Wahlkampf in Berlin

Marcel Luthe: Tritt er für die Freien Wähler das Erbe Thilo Sarrazins an?

Der Ex-Finanzsenator tritt kurz vor der Wahl mit dem Berliner Spitzenkandidaten der Freien Wähler auf. Ort der Begegnung: das Strandbad Weissensee.

2021 schloss die SPD den ehemaligen Finanzsenator von Berlin aus der Partei aus. Heute macht Thilo Sarrazin Wahlkampf für die Freien Wähler.
2021 schloss die SPD den ehemaligen Finanzsenator von Berlin aus der Partei aus. Heute macht Thilo Sarrazin Wahlkampf für die Freien Wähler.

Berlin-Es ist der erste Auftritt von Thilo Sarrazin in diesem Wahlkampf. Zwölf Tage vor der Abgeordnetenhauswahl hat der 76-jährige, sich am Dienstagabend im Strandbad Weißensee eingefunden, um das Buch „Sanierungsfall Berlin“ von Marcel Luthe, dem Spitzenkandidaten der Freien Wähler, zu besprechen. In der Pressemitteilung des „Forum Mittelstand“, das den Abend organisiert, ist von einer Buchvorstellung die Rede, doch handelt es sich wohl eher um eine Wahlkampfveranstaltung. Luthes Werk erschien bereits im Mai.

Ungefähr 70 Leute lauschen am Strand des Sees auf Liegestühlen beim Knistern einiger Feuertöpfe den Worten des ehemaligen Berliner Finanzsenators, Bundesbankvorstands und Autoren kontroverser Bestseller wie „Deutschland schafft sich ab“. Sarrazin lässt die Zuschauer wissen, dass es sich sogar um seinen ersten Auftritt in einem Berliner Wahlkampf seit 2009 handelt. Es muss ihm wichtig sein, Luthe zu unterstützen.

Doch, bevor es um den Spitzenkandidaten der Freien Wähler geht, redet Thilo Sarrazin an diesem Abend viel über Thilo Sarrazin. Es geht um seinen früheren Job als Berliner Finanzsenator. Wie er gespart, dem Land Einnahmen beschert hat und wo er auf Widerstand gestoßen ist, wie oft sein Stuhl gewackelt hat und wie häufig er von Klaus Wowereit gescholten wurde. Immer wieder kehrt Sarrazin dabei zum Leitmotiv seiner Bücher zurück: Die Politiker verschlössen die Augen vor den großen Problemen.
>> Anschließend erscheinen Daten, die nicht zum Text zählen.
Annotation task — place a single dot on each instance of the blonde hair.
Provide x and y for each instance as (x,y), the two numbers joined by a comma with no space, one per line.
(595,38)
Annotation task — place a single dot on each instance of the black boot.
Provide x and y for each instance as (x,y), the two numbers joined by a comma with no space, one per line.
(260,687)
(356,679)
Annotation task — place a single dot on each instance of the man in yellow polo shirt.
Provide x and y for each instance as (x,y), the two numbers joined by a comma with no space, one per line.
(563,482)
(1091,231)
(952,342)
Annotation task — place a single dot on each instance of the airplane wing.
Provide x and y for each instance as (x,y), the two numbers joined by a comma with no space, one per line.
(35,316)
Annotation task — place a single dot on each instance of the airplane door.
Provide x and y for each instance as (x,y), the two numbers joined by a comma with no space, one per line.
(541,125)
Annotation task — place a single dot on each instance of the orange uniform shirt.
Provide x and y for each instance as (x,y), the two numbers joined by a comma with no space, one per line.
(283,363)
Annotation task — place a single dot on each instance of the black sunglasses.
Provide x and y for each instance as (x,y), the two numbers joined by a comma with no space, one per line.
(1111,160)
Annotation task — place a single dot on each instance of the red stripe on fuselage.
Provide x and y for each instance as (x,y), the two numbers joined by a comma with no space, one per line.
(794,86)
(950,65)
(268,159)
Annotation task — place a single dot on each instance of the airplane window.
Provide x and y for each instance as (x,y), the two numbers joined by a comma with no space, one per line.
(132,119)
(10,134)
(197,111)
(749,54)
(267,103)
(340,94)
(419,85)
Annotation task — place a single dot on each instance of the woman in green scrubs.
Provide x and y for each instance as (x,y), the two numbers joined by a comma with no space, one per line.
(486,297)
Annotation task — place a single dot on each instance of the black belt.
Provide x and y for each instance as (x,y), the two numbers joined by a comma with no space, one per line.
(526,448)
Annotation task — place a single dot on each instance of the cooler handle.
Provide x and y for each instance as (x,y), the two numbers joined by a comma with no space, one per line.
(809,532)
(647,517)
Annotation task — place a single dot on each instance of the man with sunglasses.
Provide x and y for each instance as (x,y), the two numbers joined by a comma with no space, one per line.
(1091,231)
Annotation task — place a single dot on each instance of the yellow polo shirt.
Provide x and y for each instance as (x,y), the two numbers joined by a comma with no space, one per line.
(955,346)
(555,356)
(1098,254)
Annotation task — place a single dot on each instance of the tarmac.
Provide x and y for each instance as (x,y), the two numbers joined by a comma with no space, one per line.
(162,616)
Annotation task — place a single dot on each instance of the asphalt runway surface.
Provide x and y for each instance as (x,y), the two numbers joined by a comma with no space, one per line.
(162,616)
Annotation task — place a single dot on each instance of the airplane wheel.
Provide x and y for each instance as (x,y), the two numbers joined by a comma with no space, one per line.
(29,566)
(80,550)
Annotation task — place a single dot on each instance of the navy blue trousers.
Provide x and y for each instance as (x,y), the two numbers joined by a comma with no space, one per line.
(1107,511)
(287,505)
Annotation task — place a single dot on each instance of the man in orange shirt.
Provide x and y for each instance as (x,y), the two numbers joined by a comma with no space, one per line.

Die Waffe der parlamentarischen Anfrage

Hier findet der 76 Jahre alte Redner dann auch schließlich den Anknüpfungspunkt zu Luthes Buch. Er würdigt dessen Arbeit mit der „Waffe“ der parlamentarischen Anfrage. Luthe gilt als Anfragekönig von Berlin, der den Senat unablässig zu allem von Organisierter Kriminalität bis Hunderenten befragt. Oft mit unschönen Ergebnissen für die Senatoren von Rot-Rot-Grün. Sarrazin sieht an einigen Stellen in Luthes Buch aber auch noch Verbesserungsbedarf.

Dass die Verluste der Landesbank zu größeren finanziellen Nachteilen für die Stadt geführt hätten, wie dort geschrieben, bezeichnet er als Mythos. Zum Beleg gibt er Interna preis. Beispielsweise, dass die Landesbank im Jahre 2007 für 5,3 Milliarden Euro verkauft werden konnte, nach den eigenen Berechnungen seines damaligen Ressorts aber nur 1,8 Milliarden Euro wert war. Man könnte meinen, hier spricht der alte Meister zum aufstrebenden Schüler: Das ist ein guter Anfang, aber Du kannst Dich noch verbessern, Marcel.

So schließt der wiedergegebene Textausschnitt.